Hartog v. Mehle

Steuer, J.

Plaintiffs are retail jewelers. On November 20, 1959, they delivered four pieces of jewelry to defendant, a society editor of a newspaper. Simultaneously, defendant signed a document providing as follows: “These goods are sent for your inspection at your risk and remain the property of F. Staal and Co. and are to be returned on demand. No sale is to take *338effect without our approval first obtained; and we will not sell or render a bill of sale of said goods except upon receiving payment in the amount fixed below. Under the decision of the highest court of the State of New York, the Court of Appeals, in Green v. Wachs, 254 N. Y. 437, no title to the merchandise covered by this memorandum passes to anyone until and unless F. Staal and Co. has been paid the full amount stipulated in this memorandum, and has rendered a bill of sale of the goods.”

Three of the pieces of jewelry were returned. The fourth, a bracelet claimed to be of the value of $6,600, was not. Plaintiffs sue for this amount. The complaint has two causes of action. The first is based on common-law negligence, alleging that defendant lost the bracelet due to her lack of care. The second cause of action pleads the memorandum above set out and sues for its breach. Plaintiffs moved for summary judgment. The motion was granted to the extent of resolving the issues in favor of the plaintiffs and ordering an assessment to determine the value of the bracelet.

As to the first cause of action, defendant’s affidavit shows that she wore the bracelet to a function at the Waldorf-Astoria Hotel and found that it was missing on her return to her apartment. She is unable to say how it disappeared from her possession. She does allege that she put it on carefully and securely, and at times throughout the evening she inspected it and saw that it was secure on her arm. Whether such conduct amounts to due care, it would be for a jury to decide in the light of the circumstances.

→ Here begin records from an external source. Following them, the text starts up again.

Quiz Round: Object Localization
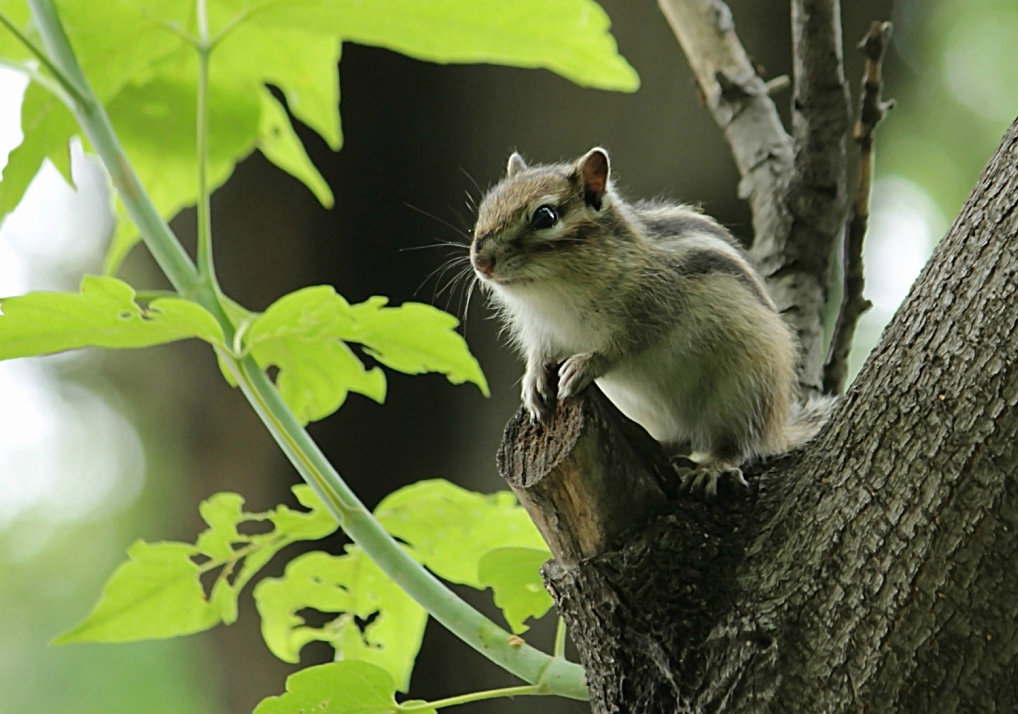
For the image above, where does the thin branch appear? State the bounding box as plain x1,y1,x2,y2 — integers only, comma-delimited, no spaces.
658,0,792,245
789,0,851,246
765,0,850,393
824,22,894,394
659,0,849,392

The second cause of action presents more serious questions. In that connection, defendant has set out that she was not a prospective buyer of the jewelry, either to retain for herself or for the purposes of resale. She says that on several prior occasions she had received pieces of jewelry from the plaintiffs to wear to social affairs with the understanding that if the occasion arose she would point out that the piece was from the plaintiffs. The loans were for the double purpose of her adornment and of advertising plaintiffs ’ merchandise. On each prior occasion she signed a memorandum similar to the one in suit here. We are in accord that the purport of the words of the memorandum is to make defendant assume all risks in regard to the jewelry, without regard to fault on her part. If the memorandum constituted a contract between the parties, it might well be that the parol evidence rule would preclude any evidence that was in derogation of its terms and, as a consequence, plaintiffs’ right to recover would be absolute.

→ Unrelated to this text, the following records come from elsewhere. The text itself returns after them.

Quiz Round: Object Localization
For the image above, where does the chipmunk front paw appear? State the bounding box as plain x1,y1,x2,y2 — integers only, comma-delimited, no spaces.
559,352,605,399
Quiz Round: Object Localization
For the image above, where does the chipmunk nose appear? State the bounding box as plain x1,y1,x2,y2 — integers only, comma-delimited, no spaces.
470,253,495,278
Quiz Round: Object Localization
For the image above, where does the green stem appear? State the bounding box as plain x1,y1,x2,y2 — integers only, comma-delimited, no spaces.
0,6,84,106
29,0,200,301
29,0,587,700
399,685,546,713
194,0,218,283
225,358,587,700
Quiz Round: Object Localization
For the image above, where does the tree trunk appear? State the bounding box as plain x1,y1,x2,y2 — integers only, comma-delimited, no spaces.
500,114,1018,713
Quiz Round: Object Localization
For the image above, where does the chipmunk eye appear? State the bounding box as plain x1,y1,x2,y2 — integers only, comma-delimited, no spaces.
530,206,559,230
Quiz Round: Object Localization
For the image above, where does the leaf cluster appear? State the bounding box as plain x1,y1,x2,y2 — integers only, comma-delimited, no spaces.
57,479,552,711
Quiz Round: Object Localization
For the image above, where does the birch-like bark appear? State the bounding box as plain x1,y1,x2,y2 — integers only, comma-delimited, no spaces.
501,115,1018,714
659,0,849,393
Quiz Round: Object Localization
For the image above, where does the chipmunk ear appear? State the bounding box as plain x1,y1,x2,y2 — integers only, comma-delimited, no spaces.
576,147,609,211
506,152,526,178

*339The document in question is designed to serve two purposes. It serves as a receipt, evidencing by the recipient’s signature that she received the merchandise in question. It also sets out the conditions under which the recipient may dispose of the said merchandise. In the latter connection, its terms are contractual, providing for the owner to recognize a sale under those conditions and forbidding the recipient or bailee to dispose of the goods on any terms except those set out in the document. As such, it is a contract, and its terms may not be contradicted by parol (Green v. Wachs, 254 N. Y. 437).

A mere receipt is always subject to explanation by parol (Klein v. Metropolitan Life Ins. Co., 255 App. Div. 335; Schwartz v. State Bank, 135 App. Div. 42). So that if the document was used merely to evidence that defendant had received certain pieces of jewelry from the plaintiffs, the terms would be subject to parol explanation. It is competent to show that the writing was not intended by the parties to be a contract (Bernstein v. Kritzer, 253 N. Y. 410; Morgenstern v. Diamond, 220 App. Div. 191; Hechinger v. Ulacia, 194 App. Div. 330). The reasoning that supports the exception is that such evidence does not vary the terms of the writing but actually destroys it, and the competency of such an attack on the instrument has been established for nearly a century (Grierson v. Mason, 60 N. Y. 394). The evidence ‘ ‘ is received from the necessity of the case to show that that which appears to be, is not and never was a contract.” (Thomas v. Scutt, 127 N. Y. 133, 138.)

There remains for consideration just what may be explained by parol deeming the instrument a receipt. Certainly defendant could not deny having received the goods, nor does she attempt to. But it would certainly be competent to establish the fact that the goods were not received for her inspection as expressly recited, nor for sales purposes as implied by the balance of the terms. The risk provided for in the agreement is coupled .with the receipt of the goods for inspection. As the fact of receipt for inspection may be contradicted by parol, so also may be the terms as regards risk, which risk applies to receipt for inspection. The actual risk assumed by agreement among the parties may be established. The defendant’s claim that she refused to wear any merchandise that was not insured could well raise the inference that during her possession of the respective pieces of jewelry she would be entitled to the benefit of any insurance that the plaintiffs had on them. Defendant’s affidavits being quite sufficient to raise issues on the foregoing points, summary judgment should not have been granted.

*340The order should be reversed, on the law, with costs to appellant, and the motion for summary judgment denied.